Thank you for your advise. It's good to listen to the old guys that have been there and done it all. Jason, GrumpyFarms


----------



## mjs500doo (May 6, 2013)

Wisconsin here. 

Standard is $1.50 for white. 

Rainbow flock like myself, we charge between $2-3 depending on size and mixture.


----------



## PeepinChicken (Jul 2, 2012)

I sell my rainbow eggs for 2.50 a dozen here,in Cody WY, bantam size is 1.50 dz


----------



## Bee (Jun 20, 2013)

Depends on the area in which you live, but in this area of WV they go for $2.50 per. unless you see them at a street farmer's market where they try to get $3 or more for them.


----------



## diontree (Jun 16, 2013)

Western mass gets $3.00-$3.50 a dozen


----------



## jennifer (May 14, 2013)

Here in friendsville tn we sell for 3.50 mixed colors.


----------



## fowlmouthgirls (May 25, 2013)

Jim said:


> I agree with ya retired! I was at the local Walmart the other day (something I don't do often or willingly) and the organic "cage free" eggs were between 4.15-4.45 a dozen. I use the non-soy/non gmo feed, and my gals are out in the grass most the day eating whatever they find, and also get some wheat grass. I used to think asking 4 a doz was high, but, not so much! I am not organic, but, I bet better than the organic the store has! Plus, my customers can meet the ladies that laid the eggs.

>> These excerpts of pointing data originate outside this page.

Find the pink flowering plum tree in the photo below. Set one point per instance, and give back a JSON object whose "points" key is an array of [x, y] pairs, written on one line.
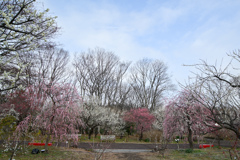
{"points": [[142, 119], [57, 111], [185, 115]]}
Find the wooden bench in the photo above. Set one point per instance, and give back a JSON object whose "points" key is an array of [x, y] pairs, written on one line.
{"points": [[108, 138]]}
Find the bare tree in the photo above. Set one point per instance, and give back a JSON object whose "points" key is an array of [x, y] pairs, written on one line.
{"points": [[218, 90], [101, 74], [149, 81], [48, 64]]}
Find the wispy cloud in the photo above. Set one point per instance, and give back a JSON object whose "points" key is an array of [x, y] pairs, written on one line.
{"points": [[177, 32]]}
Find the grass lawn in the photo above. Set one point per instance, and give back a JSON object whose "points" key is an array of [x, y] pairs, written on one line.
{"points": [[61, 153]]}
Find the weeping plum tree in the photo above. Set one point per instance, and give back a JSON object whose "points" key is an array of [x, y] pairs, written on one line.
{"points": [[22, 28], [185, 115], [57, 108], [142, 119]]}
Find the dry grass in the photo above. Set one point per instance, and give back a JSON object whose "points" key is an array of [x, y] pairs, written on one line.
{"points": [[61, 153]]}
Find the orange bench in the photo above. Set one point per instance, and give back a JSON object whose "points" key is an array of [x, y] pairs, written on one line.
{"points": [[205, 145], [39, 144]]}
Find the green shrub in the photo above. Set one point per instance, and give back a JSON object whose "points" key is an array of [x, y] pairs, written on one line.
{"points": [[147, 140], [188, 150]]}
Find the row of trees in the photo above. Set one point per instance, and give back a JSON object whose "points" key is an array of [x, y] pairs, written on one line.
{"points": [[43, 91], [209, 104]]}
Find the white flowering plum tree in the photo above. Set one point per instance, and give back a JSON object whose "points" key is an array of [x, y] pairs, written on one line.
{"points": [[185, 115], [142, 119], [94, 115]]}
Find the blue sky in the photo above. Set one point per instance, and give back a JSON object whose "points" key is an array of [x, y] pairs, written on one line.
{"points": [[175, 31]]}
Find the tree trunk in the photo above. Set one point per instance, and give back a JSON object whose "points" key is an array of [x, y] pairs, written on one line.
{"points": [[90, 133], [46, 144], [190, 137], [141, 134]]}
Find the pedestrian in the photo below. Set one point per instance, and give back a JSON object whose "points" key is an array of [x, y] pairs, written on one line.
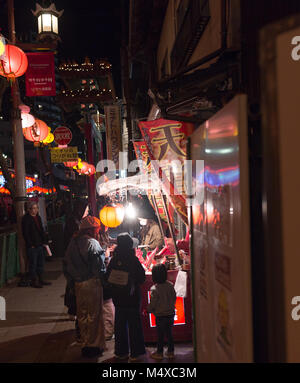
{"points": [[108, 306], [84, 262], [73, 220], [125, 274], [35, 237], [162, 305]]}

I agree! The cage free organic eggs at my Walmart are 3.58 for 18, but I don't know what they are feeding those chickens and if by free range they mean 3000 of them crammed in a barn! I prefer to get them locally if I can, and I usually buy 9-10 dozen at a time. (I'm a baker, wedding cakes, etc.). I get a half inch higher rise out of my cake batter with farm fresh local eggs than I do with store bought white generic eggs! Support your local farmers!!!


----------